Growing up, Swinburne’s Dr Elaine Saunders watched as her father struggled with hearing loss, something that led her to a lifetime of helping others with hearing problems. She started out volunteering at a school for the deaf in her youth. Decades later she is a leader in the hearing and health community, and has improved the quality of life for many with hearing impairments.
Dr Saunders joined Swinburne in 2015 as an Adjunct Professor. This year, she has become more involved in the Swinburne community as Chair of the Innovation Precinct Advisory Board, where she provides advice based on her experience in innovation, health and entrepreneurship.
Out of her passion for the hearing impaired community, Dr Saunders completed a science degree, a clinical audiology degree and finally a PhD in biomedical engineering - all leading her to co-found Blamey Saunders Hears. The company’s goal is to overcome the barriers preventing millions of Australians from finding a hearing solution - things like cost and lack of access to audiology services.
“We saw that hearing health needed to reach more people at a lower price and with better service,” says Dr Saunders. She and the team delivered a shake-up of the hearing aid industry with a combination of remote hearing testing (teleaudiology) and face-to-face service to better accommodate people from all backgrounds.
The public is ready for better health
Dr Saunders’ experience in setting up Blamey Saunders Hears showed her that the public can handle new models of healthcare delivery and are willing to use existing and emerging technologies.
“The public is absolutely ready for it. They’re ready for health in the home.

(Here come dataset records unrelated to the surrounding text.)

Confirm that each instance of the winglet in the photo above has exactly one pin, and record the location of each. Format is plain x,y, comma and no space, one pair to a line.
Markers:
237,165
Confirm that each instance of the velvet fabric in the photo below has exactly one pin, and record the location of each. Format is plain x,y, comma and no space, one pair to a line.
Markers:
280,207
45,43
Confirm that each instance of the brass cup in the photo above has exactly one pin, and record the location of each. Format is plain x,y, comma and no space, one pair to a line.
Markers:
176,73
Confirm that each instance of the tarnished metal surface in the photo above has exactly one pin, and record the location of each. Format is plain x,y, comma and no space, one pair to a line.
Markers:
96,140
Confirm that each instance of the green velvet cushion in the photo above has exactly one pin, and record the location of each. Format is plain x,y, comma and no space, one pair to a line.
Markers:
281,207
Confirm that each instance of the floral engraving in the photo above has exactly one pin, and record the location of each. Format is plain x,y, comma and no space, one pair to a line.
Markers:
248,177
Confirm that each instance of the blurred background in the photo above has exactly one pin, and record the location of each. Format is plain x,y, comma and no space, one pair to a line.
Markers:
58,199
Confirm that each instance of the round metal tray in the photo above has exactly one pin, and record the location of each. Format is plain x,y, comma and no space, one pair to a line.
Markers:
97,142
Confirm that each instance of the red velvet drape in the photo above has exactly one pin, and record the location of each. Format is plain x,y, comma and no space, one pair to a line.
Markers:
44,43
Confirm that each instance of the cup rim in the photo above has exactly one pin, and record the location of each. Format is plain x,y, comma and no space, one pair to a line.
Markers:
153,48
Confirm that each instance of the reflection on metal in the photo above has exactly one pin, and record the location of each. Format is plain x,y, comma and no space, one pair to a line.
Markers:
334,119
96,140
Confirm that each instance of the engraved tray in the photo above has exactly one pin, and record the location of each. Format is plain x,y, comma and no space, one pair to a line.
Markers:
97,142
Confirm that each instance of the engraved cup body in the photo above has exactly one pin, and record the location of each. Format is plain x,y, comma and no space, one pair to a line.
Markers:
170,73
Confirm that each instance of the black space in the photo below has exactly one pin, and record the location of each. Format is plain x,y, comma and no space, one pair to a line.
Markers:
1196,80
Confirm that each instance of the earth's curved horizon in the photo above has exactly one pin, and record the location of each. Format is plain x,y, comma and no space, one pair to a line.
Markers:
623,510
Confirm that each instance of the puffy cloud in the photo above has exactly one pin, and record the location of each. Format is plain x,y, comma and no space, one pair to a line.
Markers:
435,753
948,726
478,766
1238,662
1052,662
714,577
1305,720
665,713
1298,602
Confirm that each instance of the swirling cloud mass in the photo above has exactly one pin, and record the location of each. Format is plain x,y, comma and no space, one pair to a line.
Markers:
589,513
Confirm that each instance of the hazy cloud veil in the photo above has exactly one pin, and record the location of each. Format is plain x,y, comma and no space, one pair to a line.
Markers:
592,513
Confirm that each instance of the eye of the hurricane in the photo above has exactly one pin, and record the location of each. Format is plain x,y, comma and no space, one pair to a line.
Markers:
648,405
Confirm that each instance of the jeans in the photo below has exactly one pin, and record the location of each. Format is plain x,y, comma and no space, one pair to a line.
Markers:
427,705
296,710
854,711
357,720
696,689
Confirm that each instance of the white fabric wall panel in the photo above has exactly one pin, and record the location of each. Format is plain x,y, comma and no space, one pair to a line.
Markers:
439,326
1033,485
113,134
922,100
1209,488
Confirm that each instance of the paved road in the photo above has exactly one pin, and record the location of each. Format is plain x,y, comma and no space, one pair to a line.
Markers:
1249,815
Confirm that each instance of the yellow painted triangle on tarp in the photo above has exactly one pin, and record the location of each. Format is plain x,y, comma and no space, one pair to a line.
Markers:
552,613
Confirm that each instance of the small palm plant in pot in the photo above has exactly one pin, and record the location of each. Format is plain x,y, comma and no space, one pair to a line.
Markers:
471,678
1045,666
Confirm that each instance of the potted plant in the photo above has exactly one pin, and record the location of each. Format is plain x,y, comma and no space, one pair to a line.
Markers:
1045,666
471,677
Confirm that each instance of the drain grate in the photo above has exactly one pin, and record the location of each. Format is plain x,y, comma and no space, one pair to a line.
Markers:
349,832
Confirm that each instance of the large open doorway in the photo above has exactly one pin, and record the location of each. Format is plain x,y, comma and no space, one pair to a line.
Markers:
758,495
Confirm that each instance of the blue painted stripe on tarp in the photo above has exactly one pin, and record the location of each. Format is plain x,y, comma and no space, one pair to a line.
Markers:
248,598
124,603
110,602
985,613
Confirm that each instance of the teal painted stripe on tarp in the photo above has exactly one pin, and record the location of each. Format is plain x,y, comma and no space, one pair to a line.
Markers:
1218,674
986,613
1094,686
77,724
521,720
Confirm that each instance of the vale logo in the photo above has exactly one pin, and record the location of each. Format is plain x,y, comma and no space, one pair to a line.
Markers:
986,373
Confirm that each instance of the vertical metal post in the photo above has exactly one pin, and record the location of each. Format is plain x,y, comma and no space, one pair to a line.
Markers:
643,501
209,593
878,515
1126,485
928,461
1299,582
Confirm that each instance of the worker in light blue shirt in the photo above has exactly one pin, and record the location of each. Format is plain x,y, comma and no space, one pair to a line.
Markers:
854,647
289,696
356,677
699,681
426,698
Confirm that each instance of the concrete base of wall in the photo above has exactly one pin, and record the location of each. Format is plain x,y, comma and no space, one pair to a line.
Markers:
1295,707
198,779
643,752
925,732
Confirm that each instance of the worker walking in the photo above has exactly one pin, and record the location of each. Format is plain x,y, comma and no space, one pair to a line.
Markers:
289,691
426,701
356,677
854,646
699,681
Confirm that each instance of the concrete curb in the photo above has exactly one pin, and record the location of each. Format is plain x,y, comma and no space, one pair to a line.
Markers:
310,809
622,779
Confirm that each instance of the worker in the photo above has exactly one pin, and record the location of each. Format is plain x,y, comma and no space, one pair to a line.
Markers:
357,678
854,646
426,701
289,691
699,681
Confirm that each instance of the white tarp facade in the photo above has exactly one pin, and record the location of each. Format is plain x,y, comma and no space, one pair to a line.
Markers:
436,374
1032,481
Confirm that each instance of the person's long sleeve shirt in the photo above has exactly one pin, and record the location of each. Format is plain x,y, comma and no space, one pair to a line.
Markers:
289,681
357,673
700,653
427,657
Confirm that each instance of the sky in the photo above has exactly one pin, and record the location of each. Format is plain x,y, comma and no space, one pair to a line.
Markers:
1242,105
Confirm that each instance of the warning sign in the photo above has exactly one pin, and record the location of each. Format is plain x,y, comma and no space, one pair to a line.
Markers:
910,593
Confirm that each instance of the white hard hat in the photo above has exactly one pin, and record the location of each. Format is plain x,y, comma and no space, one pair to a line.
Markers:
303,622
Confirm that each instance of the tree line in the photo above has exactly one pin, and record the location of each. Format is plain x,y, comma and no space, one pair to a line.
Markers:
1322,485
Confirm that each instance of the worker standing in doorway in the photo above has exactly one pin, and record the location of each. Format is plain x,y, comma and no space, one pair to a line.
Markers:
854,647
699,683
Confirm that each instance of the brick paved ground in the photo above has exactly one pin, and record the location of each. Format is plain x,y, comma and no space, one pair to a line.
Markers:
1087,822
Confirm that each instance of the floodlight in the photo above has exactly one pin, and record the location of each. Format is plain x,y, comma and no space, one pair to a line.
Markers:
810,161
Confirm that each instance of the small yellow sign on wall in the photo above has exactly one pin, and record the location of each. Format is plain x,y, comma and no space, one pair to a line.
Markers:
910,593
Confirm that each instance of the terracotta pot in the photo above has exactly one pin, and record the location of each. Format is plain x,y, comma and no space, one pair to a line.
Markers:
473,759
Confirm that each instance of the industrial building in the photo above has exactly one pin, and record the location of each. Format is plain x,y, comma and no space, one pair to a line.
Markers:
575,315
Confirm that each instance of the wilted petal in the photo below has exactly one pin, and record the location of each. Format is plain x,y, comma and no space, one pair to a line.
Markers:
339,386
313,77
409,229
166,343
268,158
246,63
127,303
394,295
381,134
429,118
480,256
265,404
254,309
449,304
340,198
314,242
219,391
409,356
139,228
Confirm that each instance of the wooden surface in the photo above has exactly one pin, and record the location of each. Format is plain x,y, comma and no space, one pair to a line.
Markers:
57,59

Almost everyone has a smartphone,” she says of the public’s growing technology literacy. The trouble is that remote healthcare and embedding digital capabilities is still relatively new to most clinical professions according to Dr Saunders.
“It will be a challenge, as most clinicians think in a traditional way,” she says. “Swinburne has taken a tremendous step in saying, ‘yes’ to digital health and it’s really being led here.”
The key to addressing these problems isn’t ‘tweaking the old models’, but looking for completely new ways to address them. “Today in Industry 4.0, we can think differently and we can do it differently,’ says Dr Saunders.
“We can train people in remote health and it will benefit everyone,” she says. “It will benefit the existing profession, benefit the patients, clients - it ticks all the boxes.”
Doing disruption right
Dr Saunders says that while she was considered a disrupter when she started making waves in the hearing community, she's now acting more like an adviser to healthcare’s future, saying that you need to break ground while also bringing people along with you on the journey.
“All the hearing aid companies are following Blamey Saunders Hears now,” she says. “Yes, we’ve changed the world, but, if you’re really too disruptive and too offensive, then you’ll get squashed.
“We’ve really been careful to prioritise good clinical outcomes,” she says. “So while we’ve been disruptive, our objectives have been very, very true to the consumer’s needs.”
She says you can’t be too impatient in health and that if you really want to make lasting change in the world, it must be through an academic institution.
Guiding Swinburne’s innovation journey
In her roles as Chair of the Innovation Precinct Advisory Board and member of the course advisory committee for Swinburne’s new Graduate Certificate of Teleaudiology, Dr Saunders hopes to aid in Swinburne’s goal of global social impact.
“My biggest role is certainly helping with the strategy of the Innovation Precinct,” she says. “Being based on campus I will also be available as a mentor to young companies and entrepreneurs.”
She says that Swinburne is very well placed to show leadership in innovation and looks forward to guiding the university.
“The initiatives that have started here and the staff that have been put here are doing a good job in moving towards the future, and I want to make sure the strategy makes a global and social impact.”